At the same time, the group stressed the need to build on the city’s history of coalition-building among its diverse population.
“While zero-sum competition is inevitable for a fixed number of seats, zero-sum politics are NOT,” they said. “Latinos should hold their elected officials — and indeed all elected officials — to a standard of representation that raises up and improves the lives of all constituents.”
The city has been reeling from the leak of a conversation among former Council President Nury Martinez, council members Kevin De León and Gil Cedillo and Los Angeles County Federation of Labor President Ron Herrera.
Martinez had called her colleague Mike Bonin’s then-2-year-old son, who is Black, a “changuito,” which is Spanish for “monkey.” She also referred to Indigenous Mexican Americans from the Oaxaca region as “short, dark people.”

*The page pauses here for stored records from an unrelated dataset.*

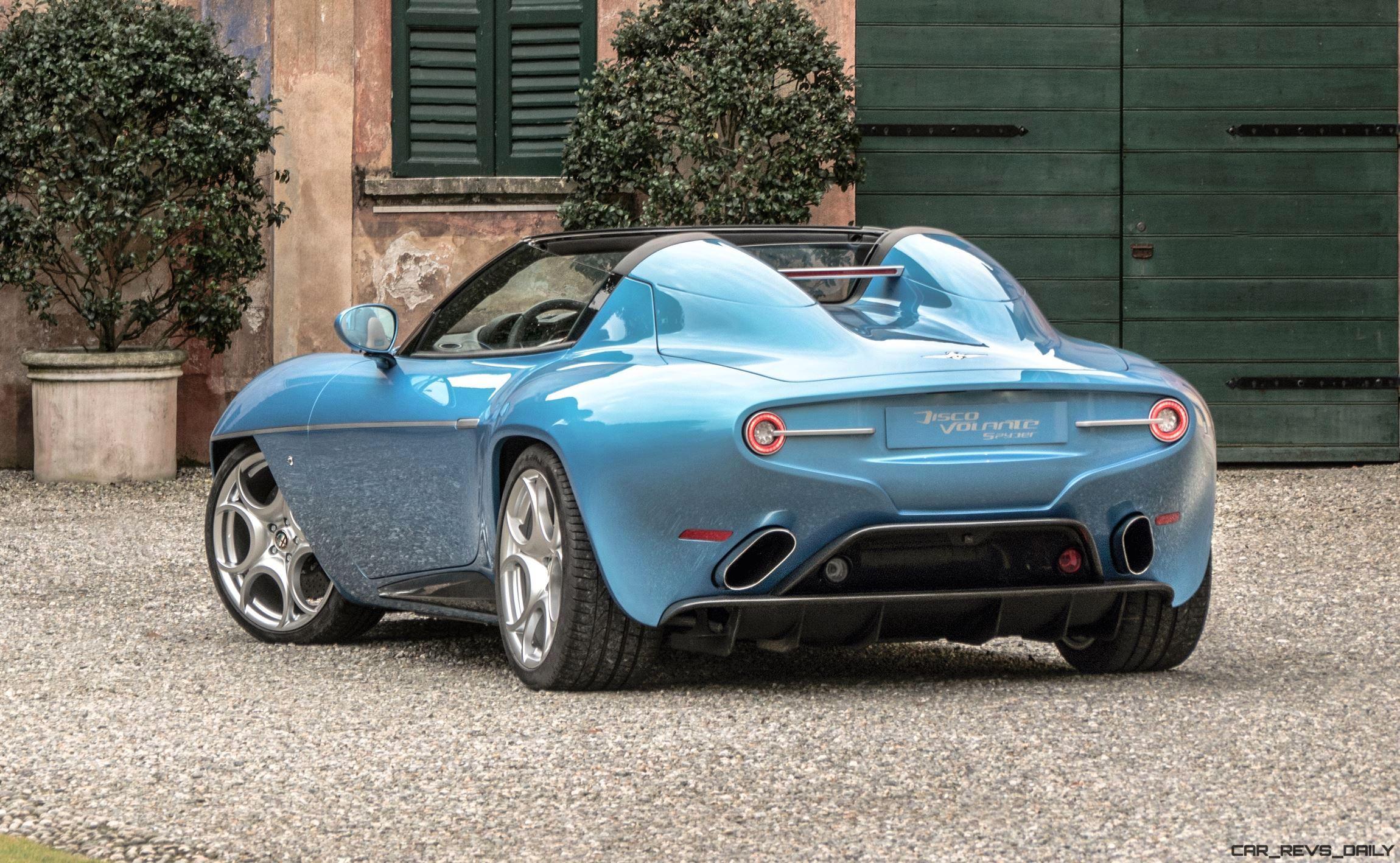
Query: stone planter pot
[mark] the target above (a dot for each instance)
(103, 418)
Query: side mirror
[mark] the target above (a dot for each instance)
(370, 329)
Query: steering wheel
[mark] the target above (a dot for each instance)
(530, 316)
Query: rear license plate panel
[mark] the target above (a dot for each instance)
(973, 424)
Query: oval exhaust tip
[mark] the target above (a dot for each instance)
(1133, 545)
(757, 559)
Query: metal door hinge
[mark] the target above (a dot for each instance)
(1314, 383)
(1315, 130)
(941, 130)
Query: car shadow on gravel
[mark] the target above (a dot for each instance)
(748, 666)
(909, 663)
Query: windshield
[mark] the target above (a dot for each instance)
(528, 298)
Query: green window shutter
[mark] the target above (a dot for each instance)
(443, 94)
(544, 51)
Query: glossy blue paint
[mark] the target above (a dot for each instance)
(646, 411)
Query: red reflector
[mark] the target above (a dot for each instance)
(706, 536)
(1070, 561)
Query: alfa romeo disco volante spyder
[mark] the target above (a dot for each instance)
(605, 442)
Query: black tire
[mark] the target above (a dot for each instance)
(595, 646)
(338, 620)
(1153, 637)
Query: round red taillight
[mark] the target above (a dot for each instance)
(762, 433)
(1171, 420)
(1070, 561)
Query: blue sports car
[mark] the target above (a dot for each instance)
(607, 442)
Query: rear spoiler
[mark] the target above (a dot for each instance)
(810, 273)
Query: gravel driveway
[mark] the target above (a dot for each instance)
(139, 721)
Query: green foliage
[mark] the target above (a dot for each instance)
(129, 184)
(715, 113)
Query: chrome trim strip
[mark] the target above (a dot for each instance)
(271, 430)
(1112, 423)
(744, 547)
(819, 273)
(814, 433)
(339, 427)
(393, 424)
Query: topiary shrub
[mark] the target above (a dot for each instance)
(715, 113)
(129, 184)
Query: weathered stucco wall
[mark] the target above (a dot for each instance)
(329, 63)
(411, 259)
(209, 382)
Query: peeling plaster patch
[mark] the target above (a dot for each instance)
(254, 316)
(412, 270)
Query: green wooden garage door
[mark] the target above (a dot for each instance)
(1048, 203)
(1272, 256)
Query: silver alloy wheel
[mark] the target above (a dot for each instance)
(265, 564)
(531, 568)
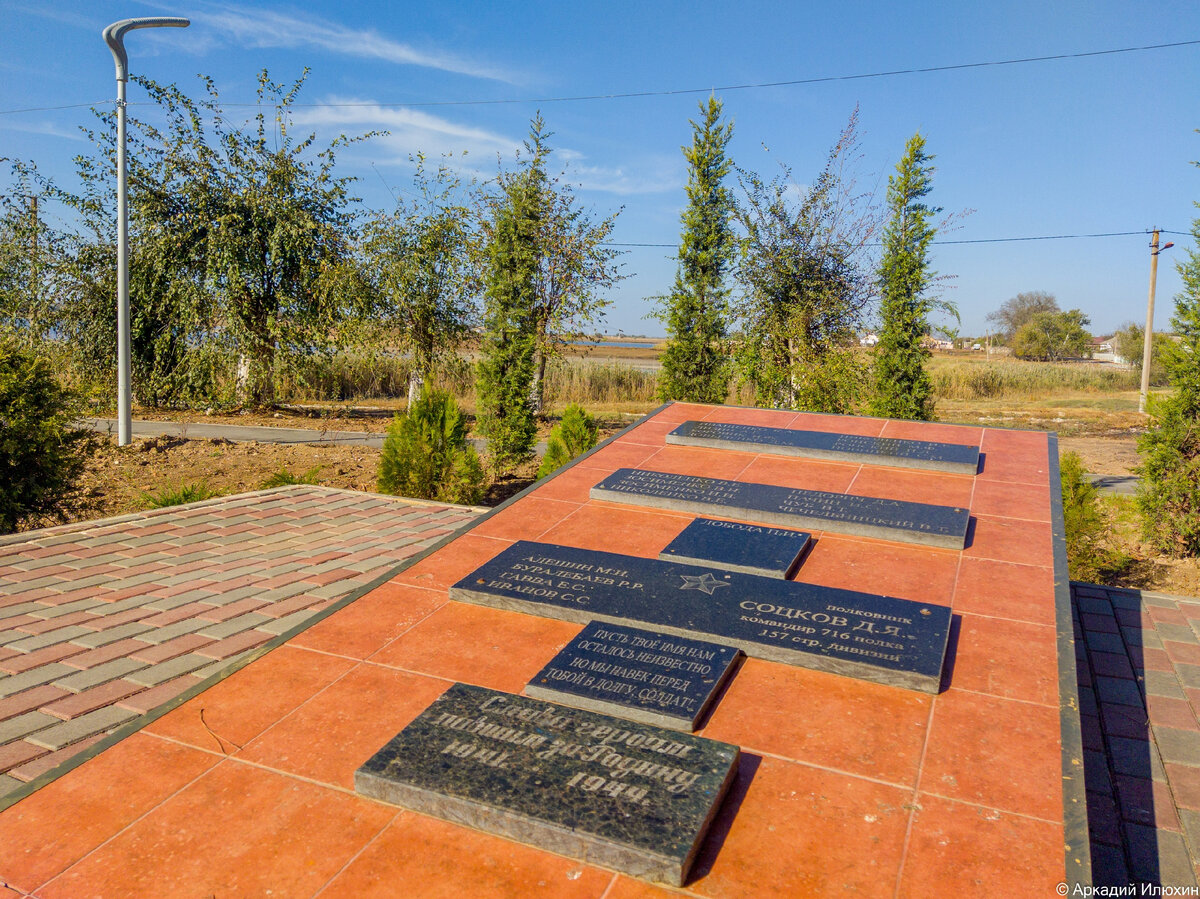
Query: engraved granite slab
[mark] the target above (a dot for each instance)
(617, 793)
(882, 639)
(835, 447)
(791, 507)
(641, 675)
(733, 546)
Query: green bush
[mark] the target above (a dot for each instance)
(426, 455)
(1087, 557)
(187, 493)
(571, 437)
(41, 454)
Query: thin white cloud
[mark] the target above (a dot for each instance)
(269, 28)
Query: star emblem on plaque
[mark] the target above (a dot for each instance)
(706, 582)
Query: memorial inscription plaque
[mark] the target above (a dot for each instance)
(618, 793)
(732, 546)
(882, 639)
(640, 675)
(841, 513)
(833, 447)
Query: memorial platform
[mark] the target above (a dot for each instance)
(973, 786)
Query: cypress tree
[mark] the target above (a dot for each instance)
(903, 388)
(695, 365)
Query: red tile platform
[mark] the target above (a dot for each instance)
(845, 786)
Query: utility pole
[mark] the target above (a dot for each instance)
(1149, 336)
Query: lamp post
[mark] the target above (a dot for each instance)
(114, 36)
(1149, 336)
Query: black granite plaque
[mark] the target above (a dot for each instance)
(623, 795)
(640, 675)
(837, 447)
(862, 516)
(882, 639)
(733, 546)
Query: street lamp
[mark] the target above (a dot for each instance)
(1149, 336)
(114, 36)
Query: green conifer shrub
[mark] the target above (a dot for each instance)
(571, 437)
(426, 454)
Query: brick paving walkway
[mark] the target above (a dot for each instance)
(1139, 691)
(103, 622)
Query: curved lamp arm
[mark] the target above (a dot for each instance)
(114, 36)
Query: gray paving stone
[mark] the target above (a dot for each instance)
(67, 732)
(1163, 683)
(23, 725)
(111, 635)
(49, 637)
(280, 625)
(1179, 745)
(165, 671)
(235, 625)
(34, 677)
(79, 681)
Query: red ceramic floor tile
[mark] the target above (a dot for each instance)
(233, 712)
(527, 519)
(453, 562)
(755, 418)
(237, 831)
(370, 622)
(1012, 501)
(618, 454)
(802, 473)
(846, 724)
(1017, 660)
(437, 859)
(963, 850)
(475, 645)
(838, 424)
(1006, 589)
(612, 528)
(699, 461)
(1009, 540)
(97, 799)
(881, 567)
(789, 829)
(933, 487)
(333, 735)
(997, 753)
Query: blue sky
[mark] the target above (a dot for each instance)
(1068, 147)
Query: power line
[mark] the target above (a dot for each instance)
(681, 91)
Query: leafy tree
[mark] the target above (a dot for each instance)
(510, 289)
(1170, 448)
(695, 365)
(426, 454)
(805, 286)
(1017, 311)
(903, 388)
(42, 454)
(421, 264)
(574, 436)
(1054, 336)
(240, 244)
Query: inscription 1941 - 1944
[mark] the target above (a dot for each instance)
(618, 793)
(835, 447)
(640, 675)
(791, 507)
(882, 639)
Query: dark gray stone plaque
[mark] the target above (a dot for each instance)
(834, 447)
(618, 793)
(862, 516)
(733, 546)
(640, 675)
(882, 639)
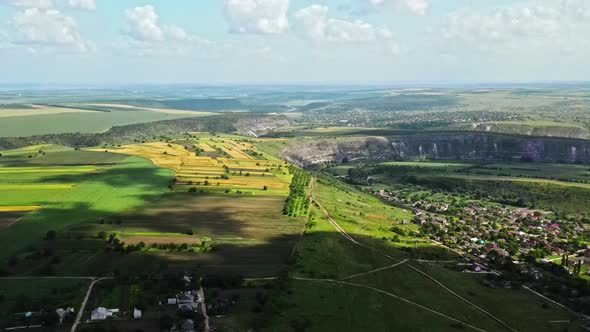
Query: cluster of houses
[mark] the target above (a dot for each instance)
(481, 231)
(187, 303)
(102, 313)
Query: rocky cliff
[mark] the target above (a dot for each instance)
(474, 146)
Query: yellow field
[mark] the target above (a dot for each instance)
(19, 208)
(240, 172)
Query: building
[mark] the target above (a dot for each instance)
(136, 313)
(188, 326)
(99, 313)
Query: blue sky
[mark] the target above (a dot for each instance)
(293, 41)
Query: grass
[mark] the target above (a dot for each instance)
(231, 169)
(77, 197)
(250, 236)
(22, 295)
(538, 184)
(320, 306)
(82, 122)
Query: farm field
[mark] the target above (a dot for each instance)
(320, 305)
(517, 184)
(249, 236)
(216, 165)
(79, 121)
(38, 295)
(72, 187)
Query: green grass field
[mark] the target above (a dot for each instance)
(87, 122)
(22, 295)
(70, 195)
(320, 306)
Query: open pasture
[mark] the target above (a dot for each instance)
(401, 298)
(64, 193)
(249, 235)
(237, 171)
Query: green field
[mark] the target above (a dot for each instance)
(250, 237)
(520, 184)
(38, 295)
(88, 122)
(320, 306)
(70, 195)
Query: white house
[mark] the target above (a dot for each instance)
(136, 313)
(100, 313)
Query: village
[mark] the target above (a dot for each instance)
(183, 311)
(488, 233)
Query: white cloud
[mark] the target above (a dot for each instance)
(551, 26)
(48, 27)
(45, 4)
(315, 24)
(144, 26)
(257, 16)
(417, 7)
(83, 4)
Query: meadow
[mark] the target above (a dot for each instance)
(47, 295)
(73, 187)
(362, 302)
(216, 165)
(220, 189)
(54, 121)
(519, 184)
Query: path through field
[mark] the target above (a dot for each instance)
(351, 239)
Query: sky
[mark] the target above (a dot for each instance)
(293, 41)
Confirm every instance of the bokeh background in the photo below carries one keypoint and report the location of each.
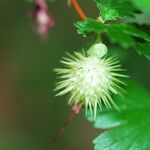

Martinez, the council’s first Latina president, and Herrera have resigned from their positions. Cedillo and De León have not. De León defended his stance in several TV interviews with Univision, KCBS and Telemundo affiliate KVEA, among others.
The City Council is up for election on Nov. 8. A special election will be held if De León resigns, as his term ends in two years. If Cedillo resigns now, he would be replaced by Eunisses Hernandez, who defeated him in the June primary and is set to take over his seat in December.
In the letter, the group requested the opportunity to meet with City Council leaders.
The letter was signed by Fernando Guerra, the director of the Thomas and Dorothy Leavey Center for the Study of Los Angeles at Loyola Marymount University; Antonia Hernández, the president and CEO of the California Community Foundation; Manuel Pastor, the director of the Equity Research Institute at the University of Southern California; Gary Segura, the dean of the Luskin School of Public Affairs at UCLA; Angélica Salas, the executive director of the Coalition for Humane Immigrant Rights; Mónica Lozano, the president and CEO of the College Futures Foundation; Arturo Vargas, the executive director of the National Association of Latino Elected and Appointed Officials; Miguel Santana, the president of the Weingart Foundation; and Fabian Núñez, a lobbyist and former California Assembly speaker.